The input size to output quality mapping is not linear. This is why we are in the regime of "build nuclear power plants to power datacenters". Fixed size improvements in loss require exponential increases in parameters/compute/data.

	▲	brookst 4 days ago \| parent [-]
		Most of the reason we are re-commissioning a nuclear power plant is demand for quantity, not quality. If demand for compute had scaled this fast in the 1970’s, the sudden need for billions of CPUs would not have disproven Moore’s law. It is also true that mere doubling of training data quantity does not double output quality, but that’s orthogonal to power demand at inference time.
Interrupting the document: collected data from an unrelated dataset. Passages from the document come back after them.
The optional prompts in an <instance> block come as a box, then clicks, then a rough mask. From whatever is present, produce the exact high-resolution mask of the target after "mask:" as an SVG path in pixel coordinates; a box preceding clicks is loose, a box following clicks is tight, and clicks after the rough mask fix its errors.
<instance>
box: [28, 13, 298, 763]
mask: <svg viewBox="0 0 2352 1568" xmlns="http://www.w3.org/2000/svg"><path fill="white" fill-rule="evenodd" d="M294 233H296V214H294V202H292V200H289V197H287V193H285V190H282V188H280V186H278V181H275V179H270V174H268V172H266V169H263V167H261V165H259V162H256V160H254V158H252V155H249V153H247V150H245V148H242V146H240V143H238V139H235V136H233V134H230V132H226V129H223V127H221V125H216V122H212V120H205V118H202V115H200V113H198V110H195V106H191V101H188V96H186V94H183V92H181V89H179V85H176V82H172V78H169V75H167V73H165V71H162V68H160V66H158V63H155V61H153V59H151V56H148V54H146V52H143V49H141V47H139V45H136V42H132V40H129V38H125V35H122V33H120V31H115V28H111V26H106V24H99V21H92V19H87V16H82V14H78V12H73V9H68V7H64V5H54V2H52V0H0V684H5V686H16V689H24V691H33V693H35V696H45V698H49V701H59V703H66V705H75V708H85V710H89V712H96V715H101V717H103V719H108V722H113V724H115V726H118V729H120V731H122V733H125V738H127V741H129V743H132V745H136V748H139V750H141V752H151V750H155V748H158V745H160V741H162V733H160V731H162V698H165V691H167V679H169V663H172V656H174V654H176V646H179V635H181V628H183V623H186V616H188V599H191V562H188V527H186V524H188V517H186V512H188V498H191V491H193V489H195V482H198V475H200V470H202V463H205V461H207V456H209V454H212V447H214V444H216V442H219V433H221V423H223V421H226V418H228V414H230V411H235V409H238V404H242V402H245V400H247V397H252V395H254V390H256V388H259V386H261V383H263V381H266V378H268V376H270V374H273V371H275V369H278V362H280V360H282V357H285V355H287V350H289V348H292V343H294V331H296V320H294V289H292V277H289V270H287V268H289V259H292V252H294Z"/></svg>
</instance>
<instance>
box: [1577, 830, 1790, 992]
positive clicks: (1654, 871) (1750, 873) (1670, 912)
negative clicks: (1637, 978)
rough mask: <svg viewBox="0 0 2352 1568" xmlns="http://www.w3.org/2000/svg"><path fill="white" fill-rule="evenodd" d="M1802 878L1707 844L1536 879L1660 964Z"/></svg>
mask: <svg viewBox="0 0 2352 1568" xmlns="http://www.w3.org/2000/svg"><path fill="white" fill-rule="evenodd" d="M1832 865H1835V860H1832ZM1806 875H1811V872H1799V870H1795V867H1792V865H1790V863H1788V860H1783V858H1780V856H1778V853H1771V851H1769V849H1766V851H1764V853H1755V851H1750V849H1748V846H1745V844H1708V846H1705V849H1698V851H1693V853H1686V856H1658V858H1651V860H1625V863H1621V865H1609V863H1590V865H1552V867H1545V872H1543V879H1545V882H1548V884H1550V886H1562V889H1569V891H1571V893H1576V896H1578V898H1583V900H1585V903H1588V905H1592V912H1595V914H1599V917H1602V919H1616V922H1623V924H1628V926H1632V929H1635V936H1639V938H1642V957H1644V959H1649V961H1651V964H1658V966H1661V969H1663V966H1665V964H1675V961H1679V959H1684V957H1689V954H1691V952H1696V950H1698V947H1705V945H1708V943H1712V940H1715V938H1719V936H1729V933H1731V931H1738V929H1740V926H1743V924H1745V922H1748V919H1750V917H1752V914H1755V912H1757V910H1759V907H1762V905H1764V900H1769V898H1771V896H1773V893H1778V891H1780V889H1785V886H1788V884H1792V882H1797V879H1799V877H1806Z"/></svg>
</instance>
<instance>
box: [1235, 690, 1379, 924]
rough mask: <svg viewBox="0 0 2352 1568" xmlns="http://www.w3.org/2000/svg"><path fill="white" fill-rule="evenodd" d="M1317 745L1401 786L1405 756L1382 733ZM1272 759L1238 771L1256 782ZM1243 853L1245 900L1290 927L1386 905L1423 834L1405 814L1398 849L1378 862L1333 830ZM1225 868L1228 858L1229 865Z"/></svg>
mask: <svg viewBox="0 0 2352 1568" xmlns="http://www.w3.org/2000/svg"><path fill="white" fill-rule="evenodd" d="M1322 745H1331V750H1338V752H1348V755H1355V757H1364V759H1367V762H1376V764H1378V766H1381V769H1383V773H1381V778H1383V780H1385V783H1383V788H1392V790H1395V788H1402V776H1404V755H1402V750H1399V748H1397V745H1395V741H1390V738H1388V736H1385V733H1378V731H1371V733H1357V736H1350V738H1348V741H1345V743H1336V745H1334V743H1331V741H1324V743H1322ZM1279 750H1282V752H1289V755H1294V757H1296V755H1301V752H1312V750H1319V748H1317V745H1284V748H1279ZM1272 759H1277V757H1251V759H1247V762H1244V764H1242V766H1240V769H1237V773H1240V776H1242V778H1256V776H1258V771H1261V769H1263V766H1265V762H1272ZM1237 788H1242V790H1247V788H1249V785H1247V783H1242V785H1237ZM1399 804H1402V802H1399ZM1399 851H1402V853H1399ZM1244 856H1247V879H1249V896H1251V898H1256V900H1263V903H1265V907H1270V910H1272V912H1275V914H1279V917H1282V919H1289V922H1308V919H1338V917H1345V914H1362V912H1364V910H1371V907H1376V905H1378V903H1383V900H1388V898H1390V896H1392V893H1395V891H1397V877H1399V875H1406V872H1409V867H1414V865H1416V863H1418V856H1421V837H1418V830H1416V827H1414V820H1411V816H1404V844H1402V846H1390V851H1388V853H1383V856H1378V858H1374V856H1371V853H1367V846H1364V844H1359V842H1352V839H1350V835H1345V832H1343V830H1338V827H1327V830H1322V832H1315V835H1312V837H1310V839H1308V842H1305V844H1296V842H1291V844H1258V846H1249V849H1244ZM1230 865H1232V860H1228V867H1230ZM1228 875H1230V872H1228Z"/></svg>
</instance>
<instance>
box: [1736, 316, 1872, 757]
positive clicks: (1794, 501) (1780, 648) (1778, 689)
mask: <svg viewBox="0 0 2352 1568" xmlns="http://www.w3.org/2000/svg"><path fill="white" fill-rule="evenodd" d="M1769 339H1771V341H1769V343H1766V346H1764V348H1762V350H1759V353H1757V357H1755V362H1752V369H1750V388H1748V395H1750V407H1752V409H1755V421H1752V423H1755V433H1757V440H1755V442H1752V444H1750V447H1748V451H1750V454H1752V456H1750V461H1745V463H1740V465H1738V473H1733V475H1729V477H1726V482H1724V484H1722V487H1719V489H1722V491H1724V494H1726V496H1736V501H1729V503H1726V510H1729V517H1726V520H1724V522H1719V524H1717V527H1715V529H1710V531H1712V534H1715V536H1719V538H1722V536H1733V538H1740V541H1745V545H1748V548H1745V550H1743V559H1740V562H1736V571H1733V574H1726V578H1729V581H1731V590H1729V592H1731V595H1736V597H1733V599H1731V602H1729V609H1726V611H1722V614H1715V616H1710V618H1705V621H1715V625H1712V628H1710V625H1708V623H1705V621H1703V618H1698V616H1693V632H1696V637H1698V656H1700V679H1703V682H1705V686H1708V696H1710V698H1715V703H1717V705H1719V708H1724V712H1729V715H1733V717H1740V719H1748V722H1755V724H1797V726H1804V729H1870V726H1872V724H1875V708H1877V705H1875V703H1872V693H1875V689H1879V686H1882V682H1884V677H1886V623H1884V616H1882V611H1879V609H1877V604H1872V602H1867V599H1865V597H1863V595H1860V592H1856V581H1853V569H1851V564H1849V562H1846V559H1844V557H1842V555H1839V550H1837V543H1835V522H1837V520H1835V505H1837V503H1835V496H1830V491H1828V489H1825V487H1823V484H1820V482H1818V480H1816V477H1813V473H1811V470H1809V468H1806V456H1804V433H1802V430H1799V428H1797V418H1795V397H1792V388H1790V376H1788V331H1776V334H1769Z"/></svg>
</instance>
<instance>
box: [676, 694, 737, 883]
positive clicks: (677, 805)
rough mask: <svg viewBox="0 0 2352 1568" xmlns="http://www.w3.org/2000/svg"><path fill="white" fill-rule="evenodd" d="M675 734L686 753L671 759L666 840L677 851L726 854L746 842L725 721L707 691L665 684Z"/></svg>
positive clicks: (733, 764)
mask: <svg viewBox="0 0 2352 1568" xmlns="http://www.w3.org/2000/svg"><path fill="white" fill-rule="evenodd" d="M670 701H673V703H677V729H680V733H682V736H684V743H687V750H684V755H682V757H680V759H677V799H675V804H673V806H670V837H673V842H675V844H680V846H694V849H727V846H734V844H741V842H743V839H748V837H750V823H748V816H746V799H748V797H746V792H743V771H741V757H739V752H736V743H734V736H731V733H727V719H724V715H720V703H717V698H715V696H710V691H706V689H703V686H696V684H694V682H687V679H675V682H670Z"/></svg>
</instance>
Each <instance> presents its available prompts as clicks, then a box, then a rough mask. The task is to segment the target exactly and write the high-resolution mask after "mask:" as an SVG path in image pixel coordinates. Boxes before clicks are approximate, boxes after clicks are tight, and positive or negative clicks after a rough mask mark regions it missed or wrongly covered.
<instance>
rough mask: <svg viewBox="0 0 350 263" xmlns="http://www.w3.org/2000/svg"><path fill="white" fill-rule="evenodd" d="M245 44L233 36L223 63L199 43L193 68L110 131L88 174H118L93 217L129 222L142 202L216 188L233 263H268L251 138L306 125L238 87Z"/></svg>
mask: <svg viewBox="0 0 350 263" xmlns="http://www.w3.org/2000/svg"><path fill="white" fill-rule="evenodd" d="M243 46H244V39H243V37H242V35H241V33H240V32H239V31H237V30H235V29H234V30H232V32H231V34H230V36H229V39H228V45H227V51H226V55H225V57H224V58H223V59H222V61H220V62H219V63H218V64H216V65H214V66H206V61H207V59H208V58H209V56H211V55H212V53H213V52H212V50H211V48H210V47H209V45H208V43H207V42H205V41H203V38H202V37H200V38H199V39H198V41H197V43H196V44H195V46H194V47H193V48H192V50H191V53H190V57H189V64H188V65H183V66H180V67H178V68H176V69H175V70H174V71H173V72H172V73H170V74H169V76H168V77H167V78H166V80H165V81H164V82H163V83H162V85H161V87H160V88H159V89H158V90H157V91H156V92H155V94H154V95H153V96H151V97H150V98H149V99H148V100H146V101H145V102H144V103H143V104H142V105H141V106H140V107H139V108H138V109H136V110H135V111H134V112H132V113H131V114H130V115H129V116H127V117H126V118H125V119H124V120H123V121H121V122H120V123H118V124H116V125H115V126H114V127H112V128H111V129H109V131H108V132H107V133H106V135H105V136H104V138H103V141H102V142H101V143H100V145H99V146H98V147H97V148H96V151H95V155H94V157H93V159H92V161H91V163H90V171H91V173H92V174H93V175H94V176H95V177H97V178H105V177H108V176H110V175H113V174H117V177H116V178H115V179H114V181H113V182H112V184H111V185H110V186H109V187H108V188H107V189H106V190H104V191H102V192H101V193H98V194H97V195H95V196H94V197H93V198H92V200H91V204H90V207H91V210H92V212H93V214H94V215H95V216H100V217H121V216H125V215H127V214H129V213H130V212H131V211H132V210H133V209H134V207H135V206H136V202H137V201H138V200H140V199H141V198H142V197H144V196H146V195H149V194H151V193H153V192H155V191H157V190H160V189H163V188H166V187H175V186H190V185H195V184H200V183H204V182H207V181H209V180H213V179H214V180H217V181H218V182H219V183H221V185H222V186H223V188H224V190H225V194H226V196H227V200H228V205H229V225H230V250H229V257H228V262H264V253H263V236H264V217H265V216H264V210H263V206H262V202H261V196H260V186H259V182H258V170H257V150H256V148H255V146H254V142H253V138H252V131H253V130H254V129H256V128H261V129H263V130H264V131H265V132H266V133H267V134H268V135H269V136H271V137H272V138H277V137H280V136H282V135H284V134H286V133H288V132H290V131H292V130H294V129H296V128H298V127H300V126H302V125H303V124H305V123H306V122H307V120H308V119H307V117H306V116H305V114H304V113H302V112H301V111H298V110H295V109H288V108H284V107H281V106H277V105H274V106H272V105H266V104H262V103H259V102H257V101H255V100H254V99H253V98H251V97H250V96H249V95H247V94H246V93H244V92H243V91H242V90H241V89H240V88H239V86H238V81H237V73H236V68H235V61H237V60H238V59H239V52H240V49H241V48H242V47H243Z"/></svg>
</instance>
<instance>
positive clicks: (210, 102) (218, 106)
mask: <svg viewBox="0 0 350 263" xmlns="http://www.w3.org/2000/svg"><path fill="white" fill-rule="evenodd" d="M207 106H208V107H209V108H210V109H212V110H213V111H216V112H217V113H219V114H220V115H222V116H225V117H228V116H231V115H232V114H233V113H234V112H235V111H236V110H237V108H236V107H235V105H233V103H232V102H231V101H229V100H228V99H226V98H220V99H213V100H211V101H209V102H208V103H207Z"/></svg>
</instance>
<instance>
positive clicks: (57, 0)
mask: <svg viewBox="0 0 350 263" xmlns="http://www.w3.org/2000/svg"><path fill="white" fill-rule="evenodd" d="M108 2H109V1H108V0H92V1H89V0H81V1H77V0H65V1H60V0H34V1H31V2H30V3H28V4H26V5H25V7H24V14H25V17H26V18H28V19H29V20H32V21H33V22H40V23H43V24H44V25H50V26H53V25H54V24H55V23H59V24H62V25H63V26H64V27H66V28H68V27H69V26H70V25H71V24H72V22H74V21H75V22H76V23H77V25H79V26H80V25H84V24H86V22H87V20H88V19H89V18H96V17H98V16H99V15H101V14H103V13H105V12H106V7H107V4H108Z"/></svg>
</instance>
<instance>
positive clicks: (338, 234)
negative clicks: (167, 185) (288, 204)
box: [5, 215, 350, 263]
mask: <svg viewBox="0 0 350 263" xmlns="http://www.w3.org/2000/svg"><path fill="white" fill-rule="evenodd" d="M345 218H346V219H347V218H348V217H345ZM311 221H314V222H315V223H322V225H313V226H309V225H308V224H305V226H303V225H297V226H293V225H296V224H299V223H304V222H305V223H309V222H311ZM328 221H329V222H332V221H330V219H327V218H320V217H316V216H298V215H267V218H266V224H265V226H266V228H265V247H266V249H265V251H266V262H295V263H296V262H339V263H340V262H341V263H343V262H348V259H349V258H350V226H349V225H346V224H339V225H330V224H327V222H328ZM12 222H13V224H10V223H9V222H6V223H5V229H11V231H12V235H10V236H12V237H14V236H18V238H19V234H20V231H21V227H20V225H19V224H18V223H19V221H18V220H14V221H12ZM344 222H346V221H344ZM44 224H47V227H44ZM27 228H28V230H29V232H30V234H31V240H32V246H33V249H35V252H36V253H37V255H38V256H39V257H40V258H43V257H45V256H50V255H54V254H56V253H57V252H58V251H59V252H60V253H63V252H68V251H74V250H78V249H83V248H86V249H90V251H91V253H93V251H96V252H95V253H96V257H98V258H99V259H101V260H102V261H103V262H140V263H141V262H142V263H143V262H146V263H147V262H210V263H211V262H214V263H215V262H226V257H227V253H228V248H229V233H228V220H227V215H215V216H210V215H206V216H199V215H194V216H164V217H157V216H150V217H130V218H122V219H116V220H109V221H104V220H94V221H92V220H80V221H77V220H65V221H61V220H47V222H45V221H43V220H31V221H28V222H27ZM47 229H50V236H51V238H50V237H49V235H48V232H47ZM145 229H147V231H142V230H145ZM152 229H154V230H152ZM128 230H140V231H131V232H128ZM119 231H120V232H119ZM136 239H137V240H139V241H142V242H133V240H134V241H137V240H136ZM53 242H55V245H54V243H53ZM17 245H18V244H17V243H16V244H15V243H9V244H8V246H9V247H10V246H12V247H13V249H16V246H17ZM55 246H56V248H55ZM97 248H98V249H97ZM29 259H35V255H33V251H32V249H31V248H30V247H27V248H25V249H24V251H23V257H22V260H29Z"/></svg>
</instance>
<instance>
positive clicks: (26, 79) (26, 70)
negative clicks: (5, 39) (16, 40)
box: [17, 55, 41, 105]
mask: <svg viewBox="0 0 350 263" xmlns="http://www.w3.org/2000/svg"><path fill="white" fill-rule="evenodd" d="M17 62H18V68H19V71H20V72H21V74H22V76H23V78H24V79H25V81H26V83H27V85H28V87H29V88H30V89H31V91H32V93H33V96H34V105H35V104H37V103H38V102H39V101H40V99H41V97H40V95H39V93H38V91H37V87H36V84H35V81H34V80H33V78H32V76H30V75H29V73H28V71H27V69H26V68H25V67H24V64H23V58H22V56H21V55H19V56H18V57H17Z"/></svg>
Even if output quality doubled in that case, it would just mean that much more demand and therefore power needs.

▲

kevindamm 4 days ago | parent | prev | next [-]

Transformers can train models with much larger parameter sizes compared to other model architectures (with the same amount of compute and time), so it has an evident advantage in terms of being able to scale. Whether scaling the models up to multi-billion parameters would eventually pay out was still a bet but it wasn't a wild bet out of nowhere.

▲

4 days ago | parent | prev | next [-]

[deleted]

▲

stavros 4 days ago | parent | prev | next [-]

I assume the cost was just very low? If it was 50-100k, maybe they figured they'd just try and see.

▲

reasonableklout 4 days ago | parent [-]

Oh yes, according to [1], training GPT-2 1.5B cost $50k in 2019 (reproduced in 2024 for $672!).

[1]: https://www.reddit.com/r/mlscaling/comments/1d3a793/andrej_k...

	▲	stavros 4 days ago \| parent [-]
		That makes sense, and it was definitely impressive for $50k.

▲

therein 4 days ago | parent | prev [-]

Probably prior DARPA research or something.

Also slightly tangentially, people will tell me it is that it was new and novel and that's why we were impressed but I almost think things went downhill after ChatGPT 3. I felt like 2.5 (or whatever they called it) was able to give better insights from the model weights itself. The moment tool use became a thing and we started doing RAGs and memory and search engine tool use, it actually got worse.

I am also pretty sure we are lobotomizing the things that would feel closer to critical thinking by training it to be sensitive of the taboo of the day. I suspect earlier ones were less broken due to that.

How would it distinguish and decide between knowing something from training and needing to use a tool to synthesize a response anyway?